As palavras do capitão Lowe foram algumas das decifradas durante uma maratona de transcrição que ocorreu no final de junho em Berlim. Durante dois dias, curiosos, estudantes e profissionais do desafio de decifrar diários da Primeira Guerra Mundial.
As maratonas são parte do projeto que reuniu e digitalizou milhares de documentos da Primeira Guerra Mundial (1914 -1918) no portal Europeana, a biblioteca digital da União Europeia. A maioria do conteúdo deste gigantesco arquivo estava em acervos de biblioteca e museus, mas há também arquivos pessoais que foram disponibilizados por seus herdeiros.
Após a fase de digitalização, o projeto começou a convocar voluntários para desvendar os segredos de parte deste material escrito à mão. Neste contexto, a iniciativa organiza competições de transcrição em diversos países europeus.

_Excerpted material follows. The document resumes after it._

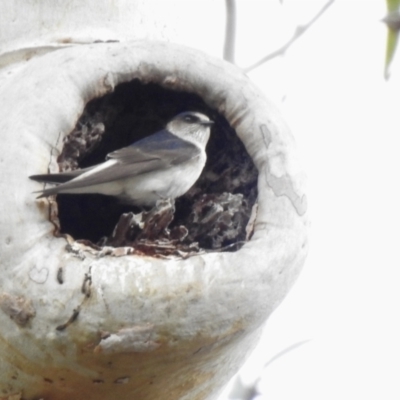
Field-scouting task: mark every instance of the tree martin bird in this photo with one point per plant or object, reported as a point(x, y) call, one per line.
point(164, 165)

Em Berlim, 11 grupos participaram do evento que ocorreu na Biblioteca Estadual. Os aproximadamente 35 participantes foram divididos por língua materna – alemão, francês, inglês, espanhol e romeno – em equipes de três a quatro integrantes. Após a largada, o método para ultrapassar os concorrentes variava entre os grupos: alguns tentam decifrar os rabiscos juntos, em outros cada integrante ficava responsável por uma página, e ajuda era solicitada ao se depararem com garranchos ilegíveis.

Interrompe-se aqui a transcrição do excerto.